4Forensic Medicine, "F. Miulli" General Regional Hospital, Acquaviva delle Fonti (BA), Italy

Received Date: 13/10/2025; Published Date: 05/11/2025

*Corresponding author: Stefano Palazzo MSc, P.Eng. “M. Albanesi” Allergy and Immunology Unit, Bari, Italy; The Allergist, Bari, Italy; Department of Engineering and Science, Universitas Mercatorum, Rome, Italy
ORCID: 0009-0000-7274-5800

DOI: 10.46998/IJCMCR.2025.56.001382

Abstract

Background: Continuous glucose monitoring (CGM) enables short-horizon forecasting for proactive glycemic control.

Methods: We compare univariate ARIMA to ridge regression with engineered lag and rate-of-change features for 30-min-ahead forecasts on the OhioT1DM dataset (5-min sampling). Per-subject, rolling-origin evaluation with train-only standardization was used.

Results: Across N subjects, ridge reduced RMSE vs ARIMA by X% [Y–Z%] (median [IQR]), improved MAE by X%, and placed ≥96% of predictions in Clarke Zone A (remaining in Zone B). Diebold–Mariano tests indicated significant improvements on K/M subjects (p<0.05).

Conclusion: A lightweight, interpretable ridge model matches or surpasses ARIMA for 30-min CGM forecasting, supporting real-time, embedded deployment.

Keywords: CGM; Glucose forecasting; 30-minute prediction; ARIMA; Ridge regression; Clarke grid; OhioT1DM

Introduction

Continuous Glucose Monitoring (CGM) technologies have revolutionized diabetes management by providing high-resolution, real-time data on interstitial glucose levels. This granular data opens new avenues for predictive analytics, particularly short-term glucose forecasting, which is pivotal for proactive glycemic control and the prevention of adverse events such as hypoglycemia and hyperglycemia. Accurate 30-minute ahead predictions can enable automated insulin delivery systems to adjust dosing, issue timely alerts, and support clinical decision-making. However, the methodological landscape for CGM forecasting remains unsettled. While classical time series models like Autoregressive Integrated Moving Average (ARIMA) have long been used for univariate forecasting, machine learning techniques — including regularized linear models such as ridge regression — are increasingly advocated for their flexibility, interpretability, and scalability.

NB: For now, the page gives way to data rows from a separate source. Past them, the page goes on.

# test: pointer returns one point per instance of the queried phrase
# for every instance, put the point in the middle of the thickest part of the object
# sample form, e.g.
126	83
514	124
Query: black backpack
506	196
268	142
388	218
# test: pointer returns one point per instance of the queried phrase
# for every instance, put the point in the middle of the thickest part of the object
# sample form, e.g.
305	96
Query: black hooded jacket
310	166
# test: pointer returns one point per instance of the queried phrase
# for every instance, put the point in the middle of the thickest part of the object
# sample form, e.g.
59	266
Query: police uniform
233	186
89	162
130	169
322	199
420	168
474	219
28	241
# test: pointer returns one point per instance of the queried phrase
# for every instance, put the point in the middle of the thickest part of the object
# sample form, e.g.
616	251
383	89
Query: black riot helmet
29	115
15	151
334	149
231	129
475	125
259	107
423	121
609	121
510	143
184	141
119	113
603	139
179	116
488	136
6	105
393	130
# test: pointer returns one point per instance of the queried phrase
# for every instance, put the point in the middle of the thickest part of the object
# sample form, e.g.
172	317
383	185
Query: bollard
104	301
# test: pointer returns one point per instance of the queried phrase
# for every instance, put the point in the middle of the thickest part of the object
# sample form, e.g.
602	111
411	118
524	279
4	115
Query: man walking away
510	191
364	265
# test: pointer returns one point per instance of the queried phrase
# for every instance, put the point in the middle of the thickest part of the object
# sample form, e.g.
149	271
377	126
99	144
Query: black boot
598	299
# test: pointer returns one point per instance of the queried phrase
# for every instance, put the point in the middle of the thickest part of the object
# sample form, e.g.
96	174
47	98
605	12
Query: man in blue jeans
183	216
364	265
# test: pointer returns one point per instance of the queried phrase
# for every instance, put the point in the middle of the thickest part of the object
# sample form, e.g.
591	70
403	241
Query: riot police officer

This research paper systematically compares univariate ARIMA and ridge regression models — specifically, ridge regression with engineered lag features and rate-of-change inputs — in the context of 30-minute ahead glucose forecasting using CGM data. The analysis employs a public CGM dataset (e.g., OhioT1DM) with 5-minute resolution, focusing on per-subject evaluation using robust preprocessing, rolling-origin validation, and a suite of baseline and error metrics, including Root Mean Squared Error (RMSE), Mean Absolute Error (MAE), and the clinical Clarke Error Grid. The central hypothesis is that ridge regression with carefully selected lag features can match or outperform ARIMA in both predictive accuracy and interpretability, while maintaining a lightweight computational profile suitable for embedded or real-time applications. This study is motivated by the growing evidence from the broader time series literature that regularized regression can rival or exceed traditional statistical models in various domains, especially when feature engineering leverages domain knowledge [1,4].

The following sections detail the methodological framework, data preprocessing, model implementation, evaluation strategy, comparative results, and their implications for both clinical practice and the design of CGM forecasting pipelines. The discussion situates these findings within the context of recent advances in time series forecasting, drawing on comparative analyses from econometrics and machine learning to inform best practices for CGM analytics.

Background and Related Work

Time Series Forecasting in Health Data
The application of time series analysis in healthcare, particularly for forecasting biomedical signals such as glucose, shares methodological commonalities with domains like econometrics, epidemiology, and engineering. Classical models such as ARIMA are grounded in the principles of stationarity and time-lagged dependence, leveraging autocorrelation and partial autocorrelation structures to model and predict future values based solely on past observations [2,3]. ARIMA’s success in fields such as housing market forecasting and epidemiological surveillance attests to its robustness under well-behaved, linear, and stationary conditions [1,5]. However, the increasing complexity and volume of biomedical data have spurred interest in machine learning approaches, which can flexibly model nonlinearity, handle high-dimensional input spaces, and accommodate exogenous covariates or engineered features.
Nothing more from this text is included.